1
votes

The problem is in the map function while doing case class extraction. The case class is not serializable. I have defined formats DefaultFormats implicitly.

package org.apache.flink.quickstart
import java.util.Properties

import com.fasterxml.jackson.databind.{JsonNode, ObjectMapper}
import com.fasterxml.jackson.module.scala.DefaultScalaModule
import org.apache.flink.api.scala._
import org.apache.flink.runtime.state.filesystem.FsStateBackend
import org.apache.flink.streaming.api.scala.{DataStream, StreamExecutionEnvironment}
import org.apache.flink.streaming.connectors.kafka.FlinkKafkaConsumer09
import org.apache.flink.streaming.util.serialization.SimpleStringSchema
import org.json4s.DefaultFormats
import org.json4s._
import org.json4s.native.JsonMethods
import scala.util.Try


case class CC(key:String)

object WordCount{
  def main(args: Array[String]) {

    implicit val formats = org.json4s.DefaultFormats

    // kafka properties
    val properties = new Properties()
    properties.setProperty("bootstrap.servers", "***.**.*.***:9093")
    properties.setProperty("zookeeper.connect", "***.**.*.***:2181")
    properties.setProperty("group.id", "afs")
    properties.setProperty("auto.offset.reset", "earliest")
    val env = StreamExecutionEnvironment.getExecutionEnvironment

   val st = env
       .addSource(new FlinkKafkaConsumer09("new", new SimpleStringSchema() , properties))
       .flatMap(raw => JsonMethods.parse(raw).toOption)
//       .map(_.extract[CC])


    val l = st.map(_.extract[CC])

    st.print()
      env.execute()
  }
}

The error :

INFO [main] (TypeExtractor.java:1804) - No fields detected for class org.json4s.JsonAST$JValue.
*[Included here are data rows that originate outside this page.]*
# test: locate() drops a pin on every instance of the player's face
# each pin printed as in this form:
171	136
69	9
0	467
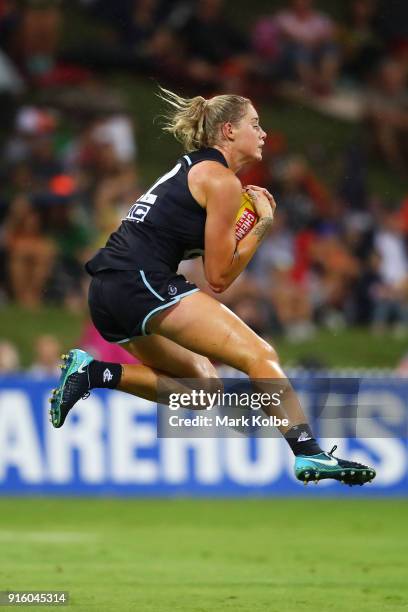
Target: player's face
249	136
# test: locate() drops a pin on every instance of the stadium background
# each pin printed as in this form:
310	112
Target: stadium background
80	140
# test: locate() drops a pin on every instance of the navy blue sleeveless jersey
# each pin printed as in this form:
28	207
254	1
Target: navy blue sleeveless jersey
164	226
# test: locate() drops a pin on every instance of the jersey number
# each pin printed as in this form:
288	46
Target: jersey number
141	207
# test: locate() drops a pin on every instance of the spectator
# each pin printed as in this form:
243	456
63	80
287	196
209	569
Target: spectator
9	358
361	45
390	294
30	254
308	48
387	115
217	52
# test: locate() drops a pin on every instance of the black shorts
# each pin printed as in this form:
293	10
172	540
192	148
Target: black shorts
121	302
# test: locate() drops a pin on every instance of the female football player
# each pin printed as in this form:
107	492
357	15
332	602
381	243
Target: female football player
137	299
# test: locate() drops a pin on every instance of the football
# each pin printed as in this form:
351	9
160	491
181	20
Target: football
246	217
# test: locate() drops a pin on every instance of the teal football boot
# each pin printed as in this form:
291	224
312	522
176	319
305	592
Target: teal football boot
324	465
72	386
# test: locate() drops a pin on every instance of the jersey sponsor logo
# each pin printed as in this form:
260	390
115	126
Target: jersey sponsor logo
142	206
81	367
138	212
107	375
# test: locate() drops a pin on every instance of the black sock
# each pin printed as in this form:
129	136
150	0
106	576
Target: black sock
104	374
301	441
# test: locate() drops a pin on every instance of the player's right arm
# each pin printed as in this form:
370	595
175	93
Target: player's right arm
224	258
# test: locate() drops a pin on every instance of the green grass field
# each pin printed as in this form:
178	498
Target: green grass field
209	555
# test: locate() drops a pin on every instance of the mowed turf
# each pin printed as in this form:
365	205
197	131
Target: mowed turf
209	555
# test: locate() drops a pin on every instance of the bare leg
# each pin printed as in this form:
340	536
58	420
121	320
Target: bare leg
203	325
163	362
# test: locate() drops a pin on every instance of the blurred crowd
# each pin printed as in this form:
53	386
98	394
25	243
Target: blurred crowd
68	167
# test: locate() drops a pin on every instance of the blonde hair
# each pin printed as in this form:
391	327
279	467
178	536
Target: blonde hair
196	122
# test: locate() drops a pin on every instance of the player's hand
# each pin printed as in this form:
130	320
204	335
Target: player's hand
265	192
261	203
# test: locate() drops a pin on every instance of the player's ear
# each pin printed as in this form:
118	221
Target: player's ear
227	131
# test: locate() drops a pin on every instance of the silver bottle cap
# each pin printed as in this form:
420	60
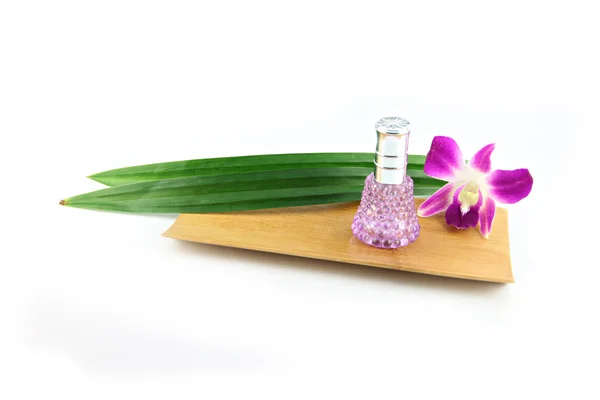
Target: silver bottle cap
391	154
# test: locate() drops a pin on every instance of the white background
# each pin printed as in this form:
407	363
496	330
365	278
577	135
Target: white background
99	305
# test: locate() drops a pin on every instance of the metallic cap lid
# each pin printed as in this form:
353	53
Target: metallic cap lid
391	154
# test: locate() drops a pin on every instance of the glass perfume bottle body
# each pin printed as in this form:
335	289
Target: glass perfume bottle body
386	217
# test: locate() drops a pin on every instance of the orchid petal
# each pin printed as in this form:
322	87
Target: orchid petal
437	202
481	160
486	216
444	159
459	219
509	187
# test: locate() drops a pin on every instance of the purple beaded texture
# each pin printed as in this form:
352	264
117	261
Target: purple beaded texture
386	216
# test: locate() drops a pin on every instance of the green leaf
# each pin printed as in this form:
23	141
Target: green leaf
239	191
245	164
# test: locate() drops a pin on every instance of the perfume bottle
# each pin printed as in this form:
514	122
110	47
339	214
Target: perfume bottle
386	217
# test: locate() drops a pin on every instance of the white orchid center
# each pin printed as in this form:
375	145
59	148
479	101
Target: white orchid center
469	194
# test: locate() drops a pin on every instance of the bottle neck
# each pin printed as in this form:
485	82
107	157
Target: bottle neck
390	170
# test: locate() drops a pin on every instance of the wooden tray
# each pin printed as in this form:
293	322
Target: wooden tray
323	232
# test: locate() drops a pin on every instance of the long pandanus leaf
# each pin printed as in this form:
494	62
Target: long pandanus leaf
239	191
246	164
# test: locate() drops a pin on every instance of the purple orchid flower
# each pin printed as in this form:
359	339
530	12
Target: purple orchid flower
473	189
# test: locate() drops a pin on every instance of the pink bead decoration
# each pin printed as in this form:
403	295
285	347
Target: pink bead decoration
386	216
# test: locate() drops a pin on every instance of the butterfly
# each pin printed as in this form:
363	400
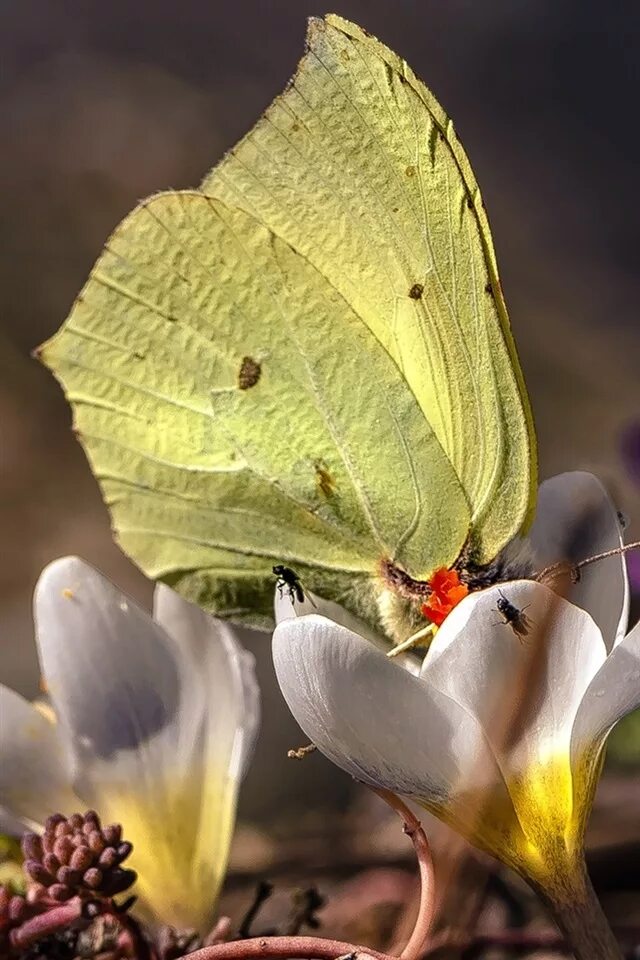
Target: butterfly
308	359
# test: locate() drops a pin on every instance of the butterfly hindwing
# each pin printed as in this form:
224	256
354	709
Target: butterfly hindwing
307	360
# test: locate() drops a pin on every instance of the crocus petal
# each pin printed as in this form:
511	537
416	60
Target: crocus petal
123	695
285	609
229	693
525	692
575	519
35	777
491	671
222	713
612	694
378	722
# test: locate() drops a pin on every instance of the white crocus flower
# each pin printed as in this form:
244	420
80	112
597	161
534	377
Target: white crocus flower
154	720
500	738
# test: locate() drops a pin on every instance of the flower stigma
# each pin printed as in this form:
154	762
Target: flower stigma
447	591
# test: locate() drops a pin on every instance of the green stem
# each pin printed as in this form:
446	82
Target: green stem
577	912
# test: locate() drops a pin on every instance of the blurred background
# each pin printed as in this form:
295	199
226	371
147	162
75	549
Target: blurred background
102	104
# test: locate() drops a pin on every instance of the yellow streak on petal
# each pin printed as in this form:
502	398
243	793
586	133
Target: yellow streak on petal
179	875
538	830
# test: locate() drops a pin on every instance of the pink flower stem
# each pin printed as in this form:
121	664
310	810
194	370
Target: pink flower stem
283	948
426	909
46	924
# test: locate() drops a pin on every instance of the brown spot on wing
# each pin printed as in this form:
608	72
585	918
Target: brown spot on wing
325	481
249	373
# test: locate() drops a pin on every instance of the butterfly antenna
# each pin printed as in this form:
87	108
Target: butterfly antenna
574	568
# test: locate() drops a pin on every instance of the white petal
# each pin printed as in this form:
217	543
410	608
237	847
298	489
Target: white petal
575	519
34	772
111	672
286	609
224	672
372	718
135	713
479	661
613	693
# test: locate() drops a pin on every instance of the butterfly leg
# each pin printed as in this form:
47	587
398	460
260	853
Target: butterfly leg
415	640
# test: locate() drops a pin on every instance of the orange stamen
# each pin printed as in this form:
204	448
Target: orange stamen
446	592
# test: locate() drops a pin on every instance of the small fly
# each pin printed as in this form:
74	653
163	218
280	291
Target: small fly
517	619
290	581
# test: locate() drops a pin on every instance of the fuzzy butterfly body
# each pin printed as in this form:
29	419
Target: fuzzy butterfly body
308	359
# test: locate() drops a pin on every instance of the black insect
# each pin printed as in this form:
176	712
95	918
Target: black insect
517	619
290	581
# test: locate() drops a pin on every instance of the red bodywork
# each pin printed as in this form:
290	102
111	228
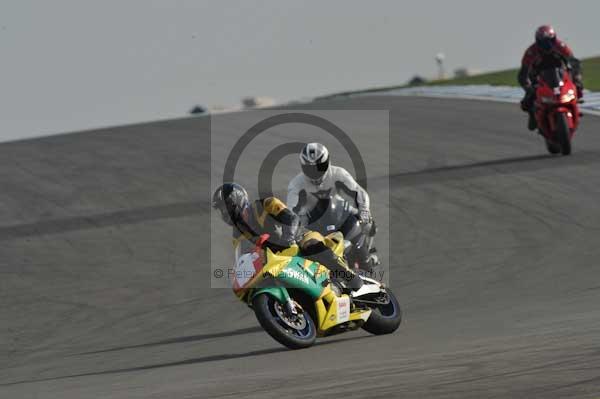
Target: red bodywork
556	93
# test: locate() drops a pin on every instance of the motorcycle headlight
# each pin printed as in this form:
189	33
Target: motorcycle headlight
570	96
547	99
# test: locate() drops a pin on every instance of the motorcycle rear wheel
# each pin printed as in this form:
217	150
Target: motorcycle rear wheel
283	331
385	318
562	133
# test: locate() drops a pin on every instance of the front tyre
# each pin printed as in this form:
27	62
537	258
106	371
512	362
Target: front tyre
562	133
292	331
385	318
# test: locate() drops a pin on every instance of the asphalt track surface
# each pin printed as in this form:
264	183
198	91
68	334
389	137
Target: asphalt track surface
104	275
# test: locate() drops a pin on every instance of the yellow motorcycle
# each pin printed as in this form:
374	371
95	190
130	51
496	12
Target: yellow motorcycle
295	301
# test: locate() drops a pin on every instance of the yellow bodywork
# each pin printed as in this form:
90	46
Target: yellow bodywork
328	304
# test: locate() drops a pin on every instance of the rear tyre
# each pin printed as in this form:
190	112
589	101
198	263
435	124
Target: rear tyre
292	331
562	133
385	318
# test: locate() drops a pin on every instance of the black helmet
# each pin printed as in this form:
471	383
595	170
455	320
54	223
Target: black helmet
314	160
230	199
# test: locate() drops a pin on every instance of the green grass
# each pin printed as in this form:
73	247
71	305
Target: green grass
591	79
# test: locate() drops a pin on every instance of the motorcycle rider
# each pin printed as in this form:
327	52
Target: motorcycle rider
322	180
270	216
547	52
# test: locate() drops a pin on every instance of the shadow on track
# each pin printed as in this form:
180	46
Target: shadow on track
205	359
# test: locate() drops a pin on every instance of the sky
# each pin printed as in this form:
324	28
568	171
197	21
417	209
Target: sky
68	65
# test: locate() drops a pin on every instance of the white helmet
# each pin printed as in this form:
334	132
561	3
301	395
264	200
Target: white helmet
314	160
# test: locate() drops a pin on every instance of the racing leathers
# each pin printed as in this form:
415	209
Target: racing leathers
304	194
537	59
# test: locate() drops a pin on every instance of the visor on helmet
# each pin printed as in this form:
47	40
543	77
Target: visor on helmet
546	43
315	172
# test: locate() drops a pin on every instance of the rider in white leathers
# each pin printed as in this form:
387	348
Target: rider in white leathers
320	181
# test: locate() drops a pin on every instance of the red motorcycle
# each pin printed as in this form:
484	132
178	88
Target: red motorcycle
557	109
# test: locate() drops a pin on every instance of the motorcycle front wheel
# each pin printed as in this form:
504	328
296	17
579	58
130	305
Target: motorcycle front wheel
293	331
385	318
562	133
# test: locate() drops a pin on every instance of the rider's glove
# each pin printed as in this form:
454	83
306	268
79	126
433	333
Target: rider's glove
365	216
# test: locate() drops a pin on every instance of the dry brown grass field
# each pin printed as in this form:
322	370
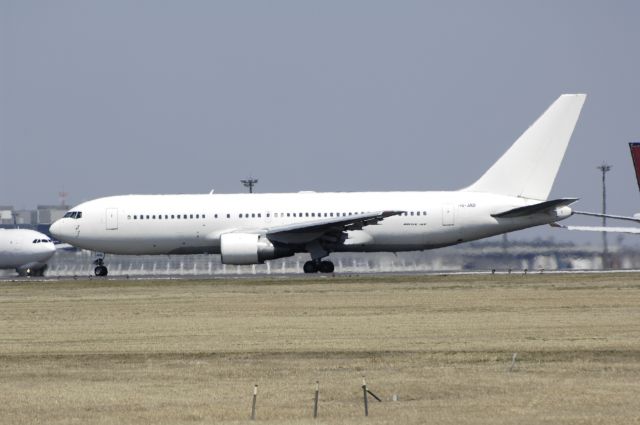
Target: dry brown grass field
188	352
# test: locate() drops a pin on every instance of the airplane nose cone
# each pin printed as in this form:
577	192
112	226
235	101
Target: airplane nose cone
57	230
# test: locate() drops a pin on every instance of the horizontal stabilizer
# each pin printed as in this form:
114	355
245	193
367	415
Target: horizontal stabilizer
634	230
635	218
536	208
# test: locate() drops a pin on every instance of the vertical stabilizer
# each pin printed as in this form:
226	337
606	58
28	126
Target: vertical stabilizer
528	169
635	157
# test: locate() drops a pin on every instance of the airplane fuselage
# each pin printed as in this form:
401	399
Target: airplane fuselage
189	224
24	250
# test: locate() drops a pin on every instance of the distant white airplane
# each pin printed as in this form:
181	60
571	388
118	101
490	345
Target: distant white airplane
26	251
252	228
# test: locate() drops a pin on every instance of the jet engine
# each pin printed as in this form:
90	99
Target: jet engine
249	248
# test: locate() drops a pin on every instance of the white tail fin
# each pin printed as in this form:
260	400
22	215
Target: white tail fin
529	167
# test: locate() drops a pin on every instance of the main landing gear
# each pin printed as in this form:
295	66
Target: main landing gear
318	266
101	269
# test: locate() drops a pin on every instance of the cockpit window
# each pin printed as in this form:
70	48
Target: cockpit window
73	214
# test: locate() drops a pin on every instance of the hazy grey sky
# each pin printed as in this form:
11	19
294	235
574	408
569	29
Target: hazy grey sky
111	97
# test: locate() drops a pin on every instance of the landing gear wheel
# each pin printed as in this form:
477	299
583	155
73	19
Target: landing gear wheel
310	267
326	267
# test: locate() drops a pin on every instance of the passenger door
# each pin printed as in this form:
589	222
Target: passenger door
112	219
448	215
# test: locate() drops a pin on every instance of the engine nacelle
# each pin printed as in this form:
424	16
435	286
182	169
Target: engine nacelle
249	248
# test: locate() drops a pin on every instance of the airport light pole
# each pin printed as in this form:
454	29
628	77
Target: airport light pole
604	168
250	182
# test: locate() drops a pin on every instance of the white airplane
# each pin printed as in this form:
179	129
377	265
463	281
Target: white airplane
26	251
253	228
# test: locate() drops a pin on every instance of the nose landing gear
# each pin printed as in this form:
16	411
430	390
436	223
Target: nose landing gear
318	266
101	269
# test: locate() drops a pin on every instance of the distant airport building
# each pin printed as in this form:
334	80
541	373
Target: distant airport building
47	214
6	214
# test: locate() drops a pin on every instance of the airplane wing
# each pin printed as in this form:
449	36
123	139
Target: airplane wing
331	228
535	208
599	228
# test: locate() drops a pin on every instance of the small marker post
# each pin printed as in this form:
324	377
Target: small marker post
364	393
253	405
513	362
315	400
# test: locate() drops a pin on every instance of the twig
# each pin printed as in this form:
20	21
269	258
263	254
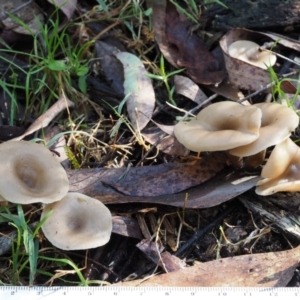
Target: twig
201	232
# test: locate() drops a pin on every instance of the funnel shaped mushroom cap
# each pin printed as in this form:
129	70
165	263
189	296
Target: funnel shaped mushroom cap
220	126
277	123
78	222
249	52
30	173
282	170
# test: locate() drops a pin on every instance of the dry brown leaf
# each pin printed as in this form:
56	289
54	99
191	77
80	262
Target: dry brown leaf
181	47
168	179
165	259
242	74
127	227
274	269
224	186
162	137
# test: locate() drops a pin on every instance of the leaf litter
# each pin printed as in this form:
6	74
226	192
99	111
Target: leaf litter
129	158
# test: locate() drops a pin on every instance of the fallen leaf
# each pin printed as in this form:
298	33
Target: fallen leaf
111	66
166	143
165	259
242	74
139	90
274	269
127	227
181	47
169	178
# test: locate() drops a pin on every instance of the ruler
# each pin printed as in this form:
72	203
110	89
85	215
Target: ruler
145	293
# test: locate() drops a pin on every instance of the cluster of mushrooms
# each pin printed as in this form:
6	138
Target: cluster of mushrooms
245	132
30	173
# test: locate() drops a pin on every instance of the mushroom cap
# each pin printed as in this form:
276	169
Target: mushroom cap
250	53
220	126
277	123
78	222
282	170
30	173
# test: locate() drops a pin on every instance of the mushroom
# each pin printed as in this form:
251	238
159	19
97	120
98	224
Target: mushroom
277	123
220	126
30	173
78	222
250	53
281	173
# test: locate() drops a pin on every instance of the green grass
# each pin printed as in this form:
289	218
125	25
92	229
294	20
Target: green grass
55	64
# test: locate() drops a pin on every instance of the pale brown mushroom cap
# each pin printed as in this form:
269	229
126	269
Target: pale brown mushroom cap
277	123
78	222
220	126
282	170
249	52
30	173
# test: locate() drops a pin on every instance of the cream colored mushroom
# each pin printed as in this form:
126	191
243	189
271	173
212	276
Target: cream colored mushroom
282	170
250	53
78	222
277	123
30	173
220	126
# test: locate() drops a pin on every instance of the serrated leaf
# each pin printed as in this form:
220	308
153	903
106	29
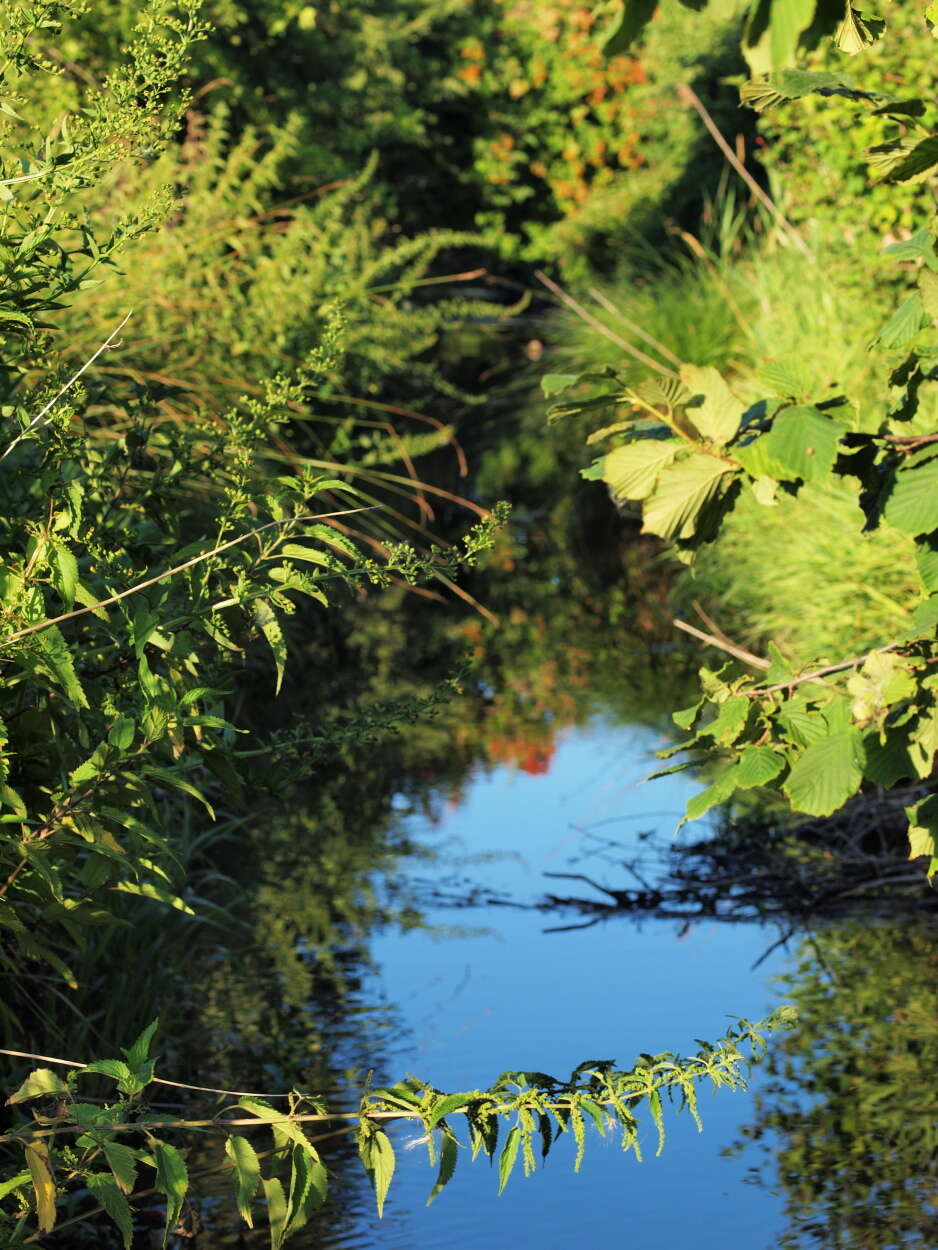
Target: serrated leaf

Cannot be used as a PojoType. Will be handled as GenericType Exception in thread "main" org.apache.flink.api.common.InvalidProgramException: Task not serializable at org.apache.flink.api.scala.ClosureCleaner$.ensureSerializable(ClosureCleaner.scala:172) at org.apache.flink.api.scala.ClosureCleaner$.clean(ClosureCleaner.scala:164) at org.apache.flink.streaming.api.scala.StreamExecutionEnvironment.scalaClean(StreamExecutionEnvironment.scala:666) at org.apache.flink.streaming.api.scala.DataStream.clean(DataStream.scala:994) at org.apache.flink.streaming.api.scala.DataStream.map(DataStream.scala:519) at org.apache.flink.quickstart.WordCount$.main(WordCount.scala:38) at org.apache.flink.quickstart.WordCount.main(WordCount.scala) Caused by: java.io.NotSerializableException: org.json4s.DefaultFormats$$anon$4 at java.io.ObjectOutputStream.writeObject0(ObjectOutputStream.java:1184) at java.io.ObjectOutputStream.defaultWriteFields(ObjectOutputStream.java:1548) at java.io.ObjectOutputStream.writeSerialData(ObjectOutputStream.java:1509) at java.io.ObjectOutputStream.writeOrdinaryObject(ObjectOutputStream.java:1432) at java.io.ObjectOutputStream.writeObject0(ObjectOutputStream.java:1178) at java.io.ObjectOutputStream.defaultWriteFields(ObjectOutputStream.java:1548) at java.io.ObjectOutputStream.writeSerialData(ObjectOutputStream.java:1509) at java.io.ObjectOutputStream.writeOrdinaryObject(ObjectOutputStream.java:1432) at java.io.ObjectOutputStream.writeObject0(ObjectOutputStream.java:1178) at java.io.ObjectOutputStream.writeObject(ObjectOutputStream.java:348) at org.apache.flink.util.InstantiationUtil.serializeObject(InstantiationUtil.java:317) at org.apache.flink.api.scala.ClosureCleaner$.ensureSerializable(ClosureCleaner.scala:170) ... 6 more

Process finished with exit code 1
1

1 Answers

2
votes

The solution to to put

implicit val formats = org.json4s.DefaultFormats

outside the main function like

object WordCount{

    implicit val formats = org.json4s.DefaultFormats
    def main(args: Array[String])

OR lazily initialize formats like

implicit lazy val formats = org.json4s.DefaultFormats

inside the main function like

def main(args: Array[String]) {
    implicit lazy val formats = org.json4s.DefaultFormats